Data drives business decisions that determine how well business organizations perform in the real world. Vast volumes of data are generated every day, but not all data is reliable in its raw form to drive a mission-critical business decision.
Today, data has a credibility problem. Business leaders and decision makers need to understand the impact of data quality. In this article, we will discuss:
- Data quality, particularly in the enterprise
- Measuring data quality
- Enforcing data quality, including getting started and key roles
- Improving data quality
Let’s get started!
What is data quality?
Data Quality refers to the characteristics that determine the reliability of information to serve an intended purpose (often, in business these include planning, decision making, and operations).
Data quality refers to the utility of data as a function of attributes that determine its fitness and reliability to satisfy the intended use. These attributes—in the form of metrics, KPIs, and any other qualitative or quantitative requirements—may be subjective and justifiable for a unique set of use cases and context.
If that feels unclear, that’s because data is perceived differently depending on the perspective. After all, the way you define a quality dinner, for instance, may be different from a Michelin-starred chef. Consider data quality from these perspectives:
- Consumer
- Business
- Scientific
- Standards
- Other perspectives
In order to understand the quality of a dataset, a good place to start is to understand the degree to which it compares to a desired state. For example, a dataset free of errors, consistent in its format, and complete in its features, may meet all requirements or expectations that determine data quality.
(Understand how data quality compares to data integrity.)

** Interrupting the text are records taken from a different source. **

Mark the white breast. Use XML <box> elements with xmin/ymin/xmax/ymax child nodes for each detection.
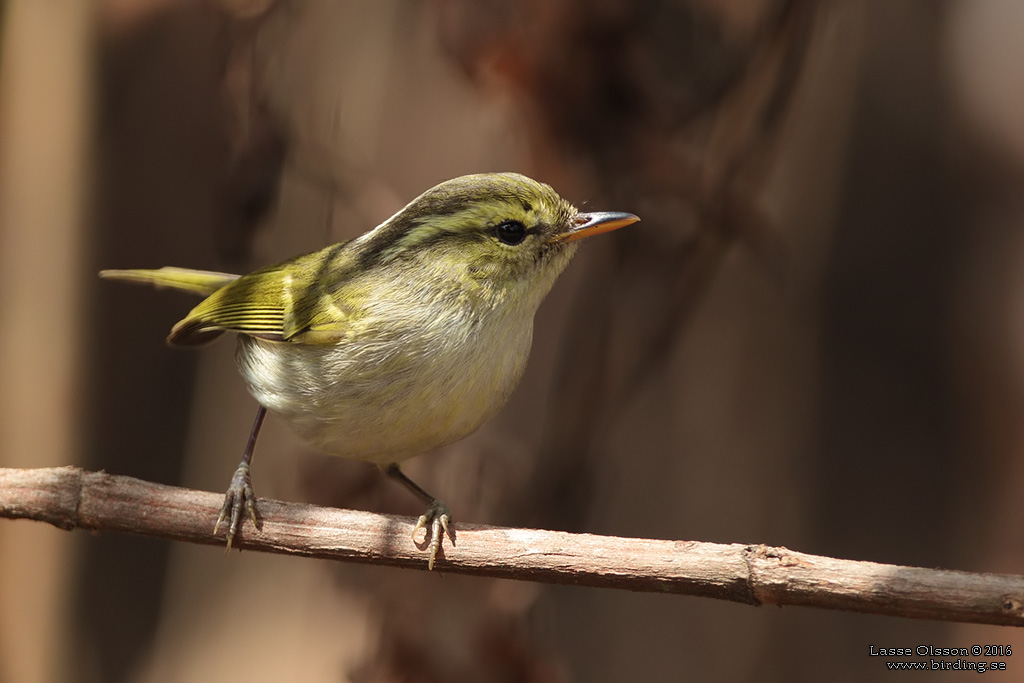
<box><xmin>237</xmin><ymin>310</ymin><xmax>534</xmax><ymax>463</ymax></box>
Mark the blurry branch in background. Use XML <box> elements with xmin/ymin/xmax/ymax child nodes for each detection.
<box><xmin>0</xmin><ymin>467</ymin><xmax>1024</xmax><ymax>626</ymax></box>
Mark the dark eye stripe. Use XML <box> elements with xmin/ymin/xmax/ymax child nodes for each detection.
<box><xmin>495</xmin><ymin>220</ymin><xmax>526</xmax><ymax>247</ymax></box>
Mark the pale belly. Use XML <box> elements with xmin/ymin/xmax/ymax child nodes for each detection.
<box><xmin>237</xmin><ymin>323</ymin><xmax>532</xmax><ymax>464</ymax></box>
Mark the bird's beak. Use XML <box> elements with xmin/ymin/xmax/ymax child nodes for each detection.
<box><xmin>555</xmin><ymin>211</ymin><xmax>640</xmax><ymax>243</ymax></box>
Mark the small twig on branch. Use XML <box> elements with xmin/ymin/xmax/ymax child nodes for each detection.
<box><xmin>0</xmin><ymin>467</ymin><xmax>1024</xmax><ymax>626</ymax></box>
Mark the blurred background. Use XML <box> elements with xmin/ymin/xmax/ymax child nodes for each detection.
<box><xmin>0</xmin><ymin>0</ymin><xmax>1024</xmax><ymax>683</ymax></box>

Data quality in the enterprise
Now let’s discuss data quality from a standards perspective, as it is widely used particularly in the domains of:
- Database management
- Big data
- Enterprise IT
Let’s first look at the definition of ‘quality’ according to the ISO 9000:2015 standard:
Quality is the degree to which inherent characteristics of an object meet requirements.
We can apply this definition to data and the way it is used in the IT industry. In the domain of database management, the term ‘dimensions’ describes the characteristics or measurable features of a dataset.

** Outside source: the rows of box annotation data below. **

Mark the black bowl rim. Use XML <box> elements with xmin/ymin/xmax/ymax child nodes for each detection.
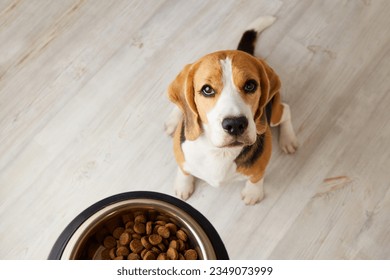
<box><xmin>48</xmin><ymin>191</ymin><xmax>229</xmax><ymax>260</ymax></box>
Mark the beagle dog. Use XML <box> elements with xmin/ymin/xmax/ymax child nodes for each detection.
<box><xmin>165</xmin><ymin>16</ymin><xmax>298</xmax><ymax>205</ymax></box>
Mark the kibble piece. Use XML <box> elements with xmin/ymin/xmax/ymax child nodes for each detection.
<box><xmin>127</xmin><ymin>253</ymin><xmax>141</xmax><ymax>261</ymax></box>
<box><xmin>177</xmin><ymin>239</ymin><xmax>186</xmax><ymax>252</ymax></box>
<box><xmin>95</xmin><ymin>227</ymin><xmax>110</xmax><ymax>243</ymax></box>
<box><xmin>125</xmin><ymin>221</ymin><xmax>135</xmax><ymax>230</ymax></box>
<box><xmin>112</xmin><ymin>227</ymin><xmax>125</xmax><ymax>239</ymax></box>
<box><xmin>184</xmin><ymin>249</ymin><xmax>198</xmax><ymax>260</ymax></box>
<box><xmin>142</xmin><ymin>251</ymin><xmax>156</xmax><ymax>260</ymax></box>
<box><xmin>130</xmin><ymin>239</ymin><xmax>144</xmax><ymax>254</ymax></box>
<box><xmin>176</xmin><ymin>229</ymin><xmax>188</xmax><ymax>242</ymax></box>
<box><xmin>87</xmin><ymin>242</ymin><xmax>100</xmax><ymax>259</ymax></box>
<box><xmin>131</xmin><ymin>233</ymin><xmax>142</xmax><ymax>240</ymax></box>
<box><xmin>145</xmin><ymin>221</ymin><xmax>153</xmax><ymax>235</ymax></box>
<box><xmin>105</xmin><ymin>217</ymin><xmax>121</xmax><ymax>233</ymax></box>
<box><xmin>133</xmin><ymin>223</ymin><xmax>146</xmax><ymax>234</ymax></box>
<box><xmin>151</xmin><ymin>247</ymin><xmax>162</xmax><ymax>255</ymax></box>
<box><xmin>148</xmin><ymin>210</ymin><xmax>158</xmax><ymax>221</ymax></box>
<box><xmin>169</xmin><ymin>240</ymin><xmax>180</xmax><ymax>251</ymax></box>
<box><xmin>103</xmin><ymin>235</ymin><xmax>116</xmax><ymax>249</ymax></box>
<box><xmin>119</xmin><ymin>232</ymin><xmax>131</xmax><ymax>245</ymax></box>
<box><xmin>157</xmin><ymin>243</ymin><xmax>167</xmax><ymax>252</ymax></box>
<box><xmin>101</xmin><ymin>249</ymin><xmax>111</xmax><ymax>260</ymax></box>
<box><xmin>165</xmin><ymin>223</ymin><xmax>177</xmax><ymax>235</ymax></box>
<box><xmin>157</xmin><ymin>226</ymin><xmax>171</xmax><ymax>238</ymax></box>
<box><xmin>149</xmin><ymin>234</ymin><xmax>162</xmax><ymax>245</ymax></box>
<box><xmin>108</xmin><ymin>248</ymin><xmax>116</xmax><ymax>260</ymax></box>
<box><xmin>141</xmin><ymin>236</ymin><xmax>153</xmax><ymax>249</ymax></box>
<box><xmin>141</xmin><ymin>249</ymin><xmax>149</xmax><ymax>259</ymax></box>
<box><xmin>167</xmin><ymin>248</ymin><xmax>179</xmax><ymax>260</ymax></box>
<box><xmin>157</xmin><ymin>253</ymin><xmax>169</xmax><ymax>260</ymax></box>
<box><xmin>116</xmin><ymin>246</ymin><xmax>130</xmax><ymax>257</ymax></box>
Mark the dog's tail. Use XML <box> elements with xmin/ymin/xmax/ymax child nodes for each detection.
<box><xmin>237</xmin><ymin>16</ymin><xmax>276</xmax><ymax>55</ymax></box>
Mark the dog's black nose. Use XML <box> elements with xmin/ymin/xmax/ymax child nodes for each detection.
<box><xmin>222</xmin><ymin>117</ymin><xmax>248</xmax><ymax>136</ymax></box>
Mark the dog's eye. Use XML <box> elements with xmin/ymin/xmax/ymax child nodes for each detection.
<box><xmin>244</xmin><ymin>80</ymin><xmax>257</xmax><ymax>93</ymax></box>
<box><xmin>201</xmin><ymin>85</ymin><xmax>215</xmax><ymax>97</ymax></box>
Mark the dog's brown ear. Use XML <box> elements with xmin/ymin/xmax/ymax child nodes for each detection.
<box><xmin>168</xmin><ymin>64</ymin><xmax>202</xmax><ymax>140</ymax></box>
<box><xmin>254</xmin><ymin>59</ymin><xmax>280</xmax><ymax>134</ymax></box>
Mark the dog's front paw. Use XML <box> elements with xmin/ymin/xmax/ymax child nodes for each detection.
<box><xmin>164</xmin><ymin>120</ymin><xmax>177</xmax><ymax>136</ymax></box>
<box><xmin>174</xmin><ymin>169</ymin><xmax>195</xmax><ymax>200</ymax></box>
<box><xmin>279</xmin><ymin>120</ymin><xmax>299</xmax><ymax>154</ymax></box>
<box><xmin>241</xmin><ymin>179</ymin><xmax>264</xmax><ymax>205</ymax></box>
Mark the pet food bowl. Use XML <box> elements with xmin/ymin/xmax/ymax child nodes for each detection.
<box><xmin>49</xmin><ymin>191</ymin><xmax>229</xmax><ymax>260</ymax></box>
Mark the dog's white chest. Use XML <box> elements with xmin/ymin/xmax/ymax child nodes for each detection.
<box><xmin>182</xmin><ymin>135</ymin><xmax>247</xmax><ymax>187</ymax></box>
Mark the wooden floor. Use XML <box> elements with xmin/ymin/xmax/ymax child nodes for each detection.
<box><xmin>0</xmin><ymin>0</ymin><xmax>390</xmax><ymax>259</ymax></box>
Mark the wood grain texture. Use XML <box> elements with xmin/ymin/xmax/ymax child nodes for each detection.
<box><xmin>0</xmin><ymin>0</ymin><xmax>390</xmax><ymax>259</ymax></box>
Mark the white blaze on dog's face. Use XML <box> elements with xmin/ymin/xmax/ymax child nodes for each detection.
<box><xmin>193</xmin><ymin>53</ymin><xmax>260</xmax><ymax>148</ymax></box>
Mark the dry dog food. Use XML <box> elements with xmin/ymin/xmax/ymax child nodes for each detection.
<box><xmin>88</xmin><ymin>210</ymin><xmax>198</xmax><ymax>260</ymax></box>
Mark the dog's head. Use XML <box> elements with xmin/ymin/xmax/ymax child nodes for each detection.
<box><xmin>168</xmin><ymin>51</ymin><xmax>280</xmax><ymax>148</ymax></box>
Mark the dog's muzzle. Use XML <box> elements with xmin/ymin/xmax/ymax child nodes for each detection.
<box><xmin>222</xmin><ymin>116</ymin><xmax>248</xmax><ymax>136</ymax></box>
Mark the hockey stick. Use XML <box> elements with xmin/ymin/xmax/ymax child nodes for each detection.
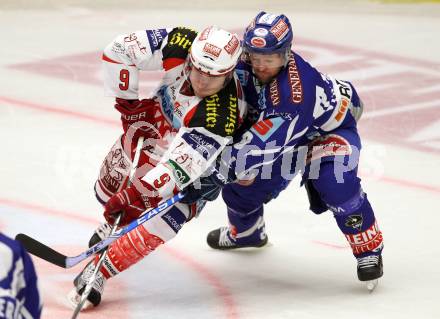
<box><xmin>72</xmin><ymin>136</ymin><xmax>144</xmax><ymax>319</ymax></box>
<box><xmin>15</xmin><ymin>193</ymin><xmax>184</xmax><ymax>268</ymax></box>
<box><xmin>71</xmin><ymin>212</ymin><xmax>122</xmax><ymax>319</ymax></box>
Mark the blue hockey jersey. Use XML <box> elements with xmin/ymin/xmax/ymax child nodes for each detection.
<box><xmin>0</xmin><ymin>233</ymin><xmax>41</xmax><ymax>319</ymax></box>
<box><xmin>227</xmin><ymin>52</ymin><xmax>362</xmax><ymax>176</ymax></box>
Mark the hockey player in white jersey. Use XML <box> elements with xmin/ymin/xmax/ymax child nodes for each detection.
<box><xmin>68</xmin><ymin>26</ymin><xmax>245</xmax><ymax>308</ymax></box>
<box><xmin>0</xmin><ymin>233</ymin><xmax>42</xmax><ymax>319</ymax></box>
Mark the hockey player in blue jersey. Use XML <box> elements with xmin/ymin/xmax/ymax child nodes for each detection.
<box><xmin>0</xmin><ymin>233</ymin><xmax>41</xmax><ymax>319</ymax></box>
<box><xmin>207</xmin><ymin>12</ymin><xmax>383</xmax><ymax>283</ymax></box>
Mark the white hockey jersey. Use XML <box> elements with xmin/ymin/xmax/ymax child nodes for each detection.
<box><xmin>103</xmin><ymin>27</ymin><xmax>246</xmax><ymax>198</ymax></box>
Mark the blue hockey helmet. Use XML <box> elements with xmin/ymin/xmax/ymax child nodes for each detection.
<box><xmin>243</xmin><ymin>11</ymin><xmax>293</xmax><ymax>54</ymax></box>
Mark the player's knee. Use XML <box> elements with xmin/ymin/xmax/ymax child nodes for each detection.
<box><xmin>310</xmin><ymin>162</ymin><xmax>361</xmax><ymax>208</ymax></box>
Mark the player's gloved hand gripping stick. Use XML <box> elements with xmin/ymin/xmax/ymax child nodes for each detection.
<box><xmin>15</xmin><ymin>138</ymin><xmax>184</xmax><ymax>268</ymax></box>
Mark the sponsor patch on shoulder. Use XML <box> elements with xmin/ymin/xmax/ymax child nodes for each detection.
<box><xmin>251</xmin><ymin>117</ymin><xmax>284</xmax><ymax>142</ymax></box>
<box><xmin>182</xmin><ymin>130</ymin><xmax>220</xmax><ymax>159</ymax></box>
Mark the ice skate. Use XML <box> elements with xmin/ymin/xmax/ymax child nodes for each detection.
<box><xmin>206</xmin><ymin>227</ymin><xmax>268</xmax><ymax>250</ymax></box>
<box><xmin>357</xmin><ymin>255</ymin><xmax>383</xmax><ymax>292</ymax></box>
<box><xmin>67</xmin><ymin>261</ymin><xmax>106</xmax><ymax>310</ymax></box>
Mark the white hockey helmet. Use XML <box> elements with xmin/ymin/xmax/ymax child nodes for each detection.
<box><xmin>189</xmin><ymin>26</ymin><xmax>242</xmax><ymax>76</ymax></box>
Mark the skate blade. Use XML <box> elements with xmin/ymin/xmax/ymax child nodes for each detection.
<box><xmin>365</xmin><ymin>279</ymin><xmax>379</xmax><ymax>293</ymax></box>
<box><xmin>66</xmin><ymin>288</ymin><xmax>93</xmax><ymax>311</ymax></box>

The quality of data is also subject to external and extrinsic factors, such as availability and compliance. So, here’s holistic and standards-based definition for quality data in big data applications:
Data quality is the degree to which dimensions of data meet requirements.
It’s important to note that the term dimensions does not refer to the categories used in datasets. Instead, it’s talking about the measurable features that describe particular characteristics of the dataset. When compared to the desired state of data, you can use these characteristics to understand and quantify data quality in measurable terms.
For instance, some of the common dimensions of data quality are:
- Accuracy. The degree of closeness to real data.
- Availability. The degree to which the data can be accessed by users or systems.
- Completeness. The degree to which all data attributes, records, files, values and metadata is present and described.
- Compliance. The degree to which data complies with applicable laws.
- Consistency. The degree to which data across multiple datasets or range complies with defined rules.
- Integrity. The degree of absence of corruption, manipulation, loss, leakage, or unauthorized access to the dataset.
- Latency. The delay in production and availability of data.
- Objectivity. The degree with which data is created and can be evaluated without bias.
- Plausibility. The degree to which dataset is relevant for real-world scenarios.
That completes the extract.